У Лешки, инвалида войны, была ценная поговорка: «Минер ошибается только раз». Сам он, Лешка, испытал на опыте ее народную меткость: фашистская мина под Берлином оторвала ему правую руку.
Но допущенная ошибка и невозвратимая эта утрата не научили его ничему хорошему, и вот однажды безрукий Лешка говорит Косте:
— Знаешь ли ты, Костя, или нет, что есть у меня персональная квартирка из трех комнат с балконом и со всеми удобствами? Хозяин третьего дня отбыл в командировку город Таллин, а хозяйка проживает на даче со своим сыном Вовочкой, который от рождения страдает рахитом и потому должен регулярно дышать свежим воздухом. А няня Вовочкина, приспособленная для охраны имущества, как осталась одна, до рассвета гуляет с ребятами из трамвайного парка, и почему бы ей не пойти к трамваям в ночную смену сегодня, как ты считаешь?
— Я прекрасно понимаю вашу внешнюю политику, — говорит Костя, — но только вы меня трактуете очень уж вульгарно. Я имею дело с живыми существами, а залезать в закрытые окна неизвестно на каком этаже — не в моих правилах. И вообще, стоящее ли это занятие — твоя квартирка с балконом? Принес бы ты мне лучше жигулевского пива в номер.
— Перестань ломаться, Костя, и не строй из себя артиста, — говорит ему Лешка раздраженным тоном. — И не лапай при мне Тамару сразу двумя руками. Это становится даже неприличным. Надевай штаны и давай думать.
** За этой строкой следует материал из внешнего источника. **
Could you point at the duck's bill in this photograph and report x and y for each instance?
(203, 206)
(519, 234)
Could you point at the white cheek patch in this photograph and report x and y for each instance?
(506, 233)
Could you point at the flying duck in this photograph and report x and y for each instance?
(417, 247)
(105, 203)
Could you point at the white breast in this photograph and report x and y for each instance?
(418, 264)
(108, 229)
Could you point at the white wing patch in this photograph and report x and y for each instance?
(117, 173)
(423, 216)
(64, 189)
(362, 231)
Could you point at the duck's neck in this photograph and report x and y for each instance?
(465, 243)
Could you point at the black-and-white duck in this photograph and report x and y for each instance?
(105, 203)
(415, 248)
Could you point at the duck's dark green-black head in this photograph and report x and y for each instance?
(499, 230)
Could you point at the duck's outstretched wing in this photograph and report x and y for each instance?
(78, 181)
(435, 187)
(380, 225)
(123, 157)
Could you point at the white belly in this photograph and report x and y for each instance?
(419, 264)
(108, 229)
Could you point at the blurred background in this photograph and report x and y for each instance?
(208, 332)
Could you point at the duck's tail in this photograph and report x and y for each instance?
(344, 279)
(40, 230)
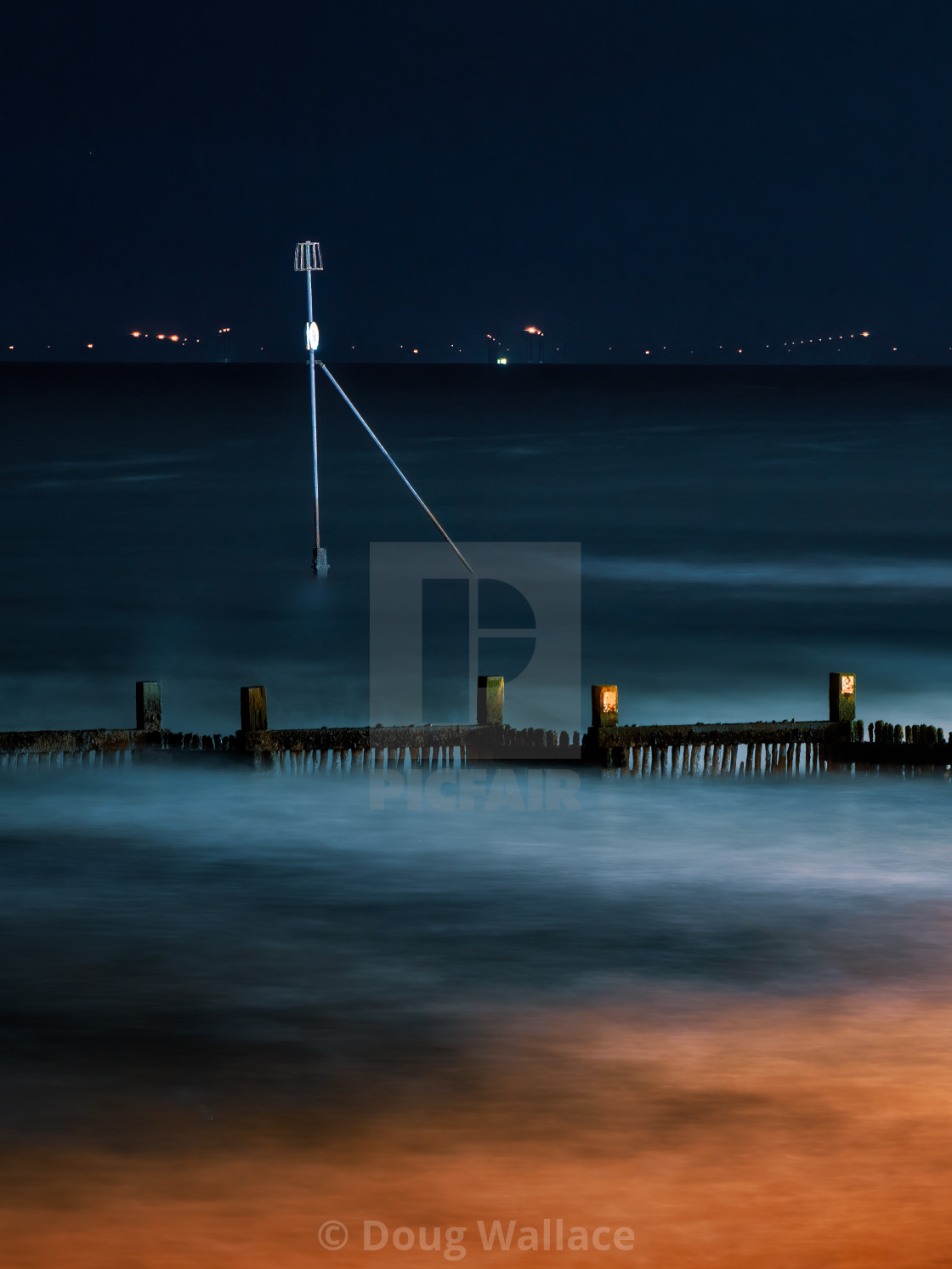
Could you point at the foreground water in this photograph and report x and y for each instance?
(238, 1008)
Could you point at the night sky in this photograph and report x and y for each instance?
(687, 178)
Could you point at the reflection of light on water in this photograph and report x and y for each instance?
(238, 1006)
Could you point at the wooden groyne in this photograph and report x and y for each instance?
(728, 751)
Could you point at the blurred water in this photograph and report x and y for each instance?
(743, 532)
(211, 939)
(260, 938)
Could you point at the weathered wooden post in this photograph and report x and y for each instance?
(149, 705)
(604, 705)
(254, 710)
(842, 697)
(490, 695)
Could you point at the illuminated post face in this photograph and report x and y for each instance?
(490, 694)
(254, 710)
(842, 697)
(604, 705)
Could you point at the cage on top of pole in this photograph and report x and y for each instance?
(308, 258)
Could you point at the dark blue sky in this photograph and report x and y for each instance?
(625, 175)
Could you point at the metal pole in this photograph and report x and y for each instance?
(373, 438)
(314, 438)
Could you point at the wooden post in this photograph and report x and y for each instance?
(149, 705)
(842, 697)
(604, 705)
(490, 694)
(254, 710)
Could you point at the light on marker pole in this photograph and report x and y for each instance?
(308, 260)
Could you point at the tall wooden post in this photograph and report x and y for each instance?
(149, 705)
(842, 697)
(490, 694)
(254, 710)
(604, 705)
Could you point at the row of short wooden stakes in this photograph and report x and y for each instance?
(787, 746)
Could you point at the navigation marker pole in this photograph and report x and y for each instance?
(308, 260)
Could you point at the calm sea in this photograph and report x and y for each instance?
(672, 1003)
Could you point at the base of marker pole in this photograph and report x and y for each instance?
(319, 563)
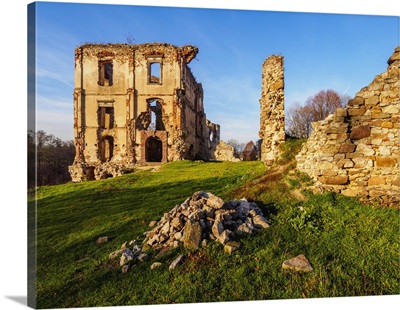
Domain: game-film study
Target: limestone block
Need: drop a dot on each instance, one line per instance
(298, 263)
(372, 101)
(365, 149)
(377, 180)
(334, 180)
(360, 132)
(383, 150)
(347, 148)
(351, 192)
(391, 109)
(357, 101)
(386, 161)
(357, 111)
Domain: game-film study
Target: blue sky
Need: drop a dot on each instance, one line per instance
(343, 52)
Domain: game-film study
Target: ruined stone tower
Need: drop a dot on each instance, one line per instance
(135, 104)
(272, 113)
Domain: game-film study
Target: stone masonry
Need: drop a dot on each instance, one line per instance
(135, 104)
(355, 151)
(272, 113)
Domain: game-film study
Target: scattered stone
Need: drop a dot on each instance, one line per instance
(155, 265)
(298, 263)
(231, 246)
(152, 223)
(176, 262)
(126, 257)
(204, 216)
(142, 257)
(115, 254)
(192, 235)
(214, 201)
(260, 222)
(102, 239)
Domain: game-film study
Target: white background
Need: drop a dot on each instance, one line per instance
(13, 244)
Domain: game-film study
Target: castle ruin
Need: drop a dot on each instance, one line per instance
(355, 150)
(137, 104)
(272, 110)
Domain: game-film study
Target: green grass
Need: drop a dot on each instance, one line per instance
(353, 248)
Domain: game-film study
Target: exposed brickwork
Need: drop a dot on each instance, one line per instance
(272, 113)
(355, 151)
(135, 104)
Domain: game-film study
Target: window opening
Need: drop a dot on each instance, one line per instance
(107, 148)
(105, 73)
(153, 149)
(155, 72)
(106, 117)
(155, 111)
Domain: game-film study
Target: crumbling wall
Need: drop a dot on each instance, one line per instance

Минер ошибается только один раз.
Так они говорили до позднего вечера, а когда закрылись Сандуновские бани, взяли они Соломона Моисеевича, чтобы стоял на шухере, и заграничный браунинг на всякий пожарный случай, унесенный Лешкой с поля сражения во время Великой Отечественной войны, и пошли, не мешкая, к тому месту, где была припасена для них квартирка со всеми удобствами.
Она стоит на втором этаже, трехкомнатная квартирка, набитая до верху дорогим барахлом — габардином да трикотажем, и двумя костюмчиками иностранной работы, и одним кожаным пальто шоколадного цвета по имени «реглан», — стоит и смеется. Все двери, окошки и даже форточки в ней заперты на двойные запоры, и никакой дырки или хотя бы щелки в наличии не имеется. Возникает естественный вопрос: как туда проникнуть?
Вы, конечно, удивляетесь безвыходной этой картине, и рвете на себе волосы, и готовы сдуру банальным путем действовать через окно с невероятным шумом и треском? Вот и нет, не угадали, и вам в жизни не разрешить эту задачу.